Historically, the Swiss banking system was founded on the principle of secrecy, which was strictly guarded and enforced by statute. Swiss law restricted information sharing with third parties such as tax authorities and foreign governments, unless a court order has been obtained. Anonymity was obtained by means of numbered – rather than named – accounts. But in order to satisfy international money laundering requirements, now all bank accounts in Switzerland must be linked to an individual whose identity must be verified. Consequently, over recent years, there has been a relaxation in the secrecy laws in Switzerland in response to international political and regulatory pressure.

The introduction of the Foreign Account Tax Compliance Act (FATCA) which came into effect on 30 June 2014 which is an important regulatory change that has advanced habits of the Swiss banking sector. In the sense that the Act has been designed to mitigate offshore tax evasion and the US authorities have promised severe sanctions for those countries who do not comply with the Act, such as an embargo on financial trading. In order to understand why this Act is important, let us imagine a following classical mechanism used by money launderers who often establish anonymous, dummy, front or shell companies in countries where the right to secrecy is guaranteed. They then grant themselves loans out of the laundered money for future legal transactions and create loan payments. As a result, FATCA 2013 should help to mitigate the risk of this happening.
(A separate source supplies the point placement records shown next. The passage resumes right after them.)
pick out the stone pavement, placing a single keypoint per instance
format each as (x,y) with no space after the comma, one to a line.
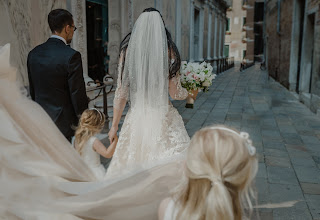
(285,132)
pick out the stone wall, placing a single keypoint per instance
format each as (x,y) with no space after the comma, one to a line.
(279,44)
(250,32)
(24,25)
(299,73)
(314,7)
(122,11)
(236,34)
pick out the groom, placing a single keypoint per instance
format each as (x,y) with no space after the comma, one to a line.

Under FATCA, the US can obtain banking data about its citizens who live and/or bank in Switzerland. The Swiss authorities have agreed to share data with the US and with European countries as a consequence of the FATCA’s implementation.

In Switzerland, both natural persons and companies can be prosecuted and convicted for money laundering. In accordance with art. 102 para. 1 and 2 SCC, any criminal offense or misdemeanor committed in a company in the exercise of commercial activities is attributed to the company and to any natural person responsible for the criminal act. The notion of personal accountability has become a reality in the banking sector. Ultimately, this means that if things go wrong and certain conditions are met, the individual can face personal enforcement action. The Government also introduced a “duty of responsibility”, which means Senior Managers are required to take the steps that it is reasonable for a person in that position to take, to prevent a regulatory breach from occurring. The limitation period for prosecution is 10 years (art. 97 para. 1 lit. c SCC) for the basic offence of money laundering (art. 305bis no. 1 SCC) and 15 years (art. 97 para. 1 lit. b SCC) for the qualified offence (art. 305bis no. 2 SCC). As money laundering is an going offense, the limitation period for prosecution begins on the day on which the criminal conduct ceases (art. 98 lit. c SCC).
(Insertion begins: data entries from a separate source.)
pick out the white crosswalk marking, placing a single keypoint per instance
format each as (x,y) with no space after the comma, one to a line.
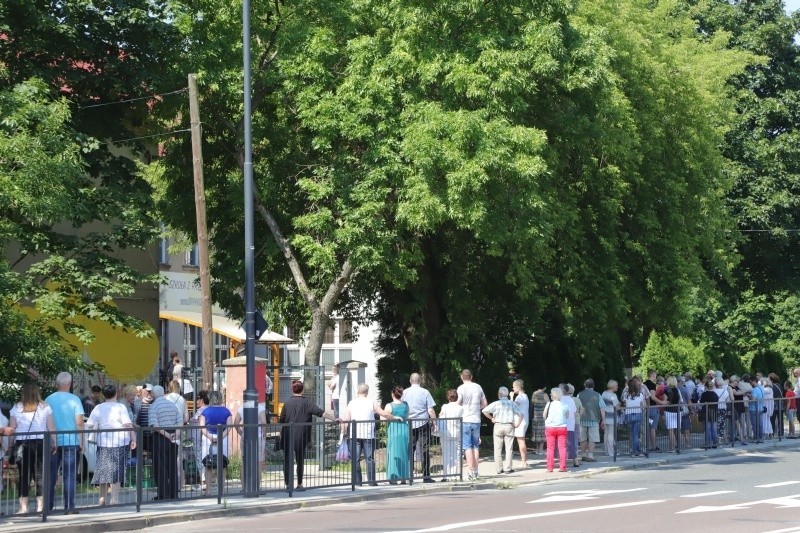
(579,495)
(782,502)
(700,495)
(781,484)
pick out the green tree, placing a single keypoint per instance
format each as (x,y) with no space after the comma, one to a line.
(71,200)
(750,320)
(44,192)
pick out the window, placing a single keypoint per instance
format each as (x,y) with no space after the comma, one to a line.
(345,332)
(163,251)
(190,338)
(327,358)
(221,349)
(192,257)
(163,247)
(330,336)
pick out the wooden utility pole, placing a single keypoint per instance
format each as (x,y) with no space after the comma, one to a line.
(202,234)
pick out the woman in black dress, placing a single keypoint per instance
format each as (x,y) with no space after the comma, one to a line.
(297,410)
Consequently, it is worth mentioning , for example, the conviction of bank officers for money laundering by omission (BGE 136 IV 188). The relevant case was based on the following facts: the bribe received by tax official from the District of Rio de Janeiro were transferred to accounts of a bank headquartered in Geneva. Although the question of the admissibility of a Politically Exposed Person (PEP) engaging in secondary employment did relate to one of the officials, internal transfers to other tax officials did take place, and the accounts showed a rapid increase in capital, the evidence thus suggested that the tax officials’ balances could be of criminal origin, the bank officers neglected to inform the bank’s general management. As a result of this omission, they breached the duties of care incumbent on them and prevented the accounts from being reported to MROS and being locked.
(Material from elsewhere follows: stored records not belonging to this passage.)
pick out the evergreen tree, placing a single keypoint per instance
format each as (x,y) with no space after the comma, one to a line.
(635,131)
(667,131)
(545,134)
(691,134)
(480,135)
The Money Laundering Reporting Office Switzerland (MROS) plays thus an important role in the prosecution of money laundering. It receives reports from financial intermediaries who transmit them by virtue of their reporting rights or their reporting obligations, and subsequently reviews and analyses them. It notifies the relevant prosecuting authority if it has reason to suspect that money laundering has taken place or that assets originate from a criminal and/or predicate offense or qualified tax evasion.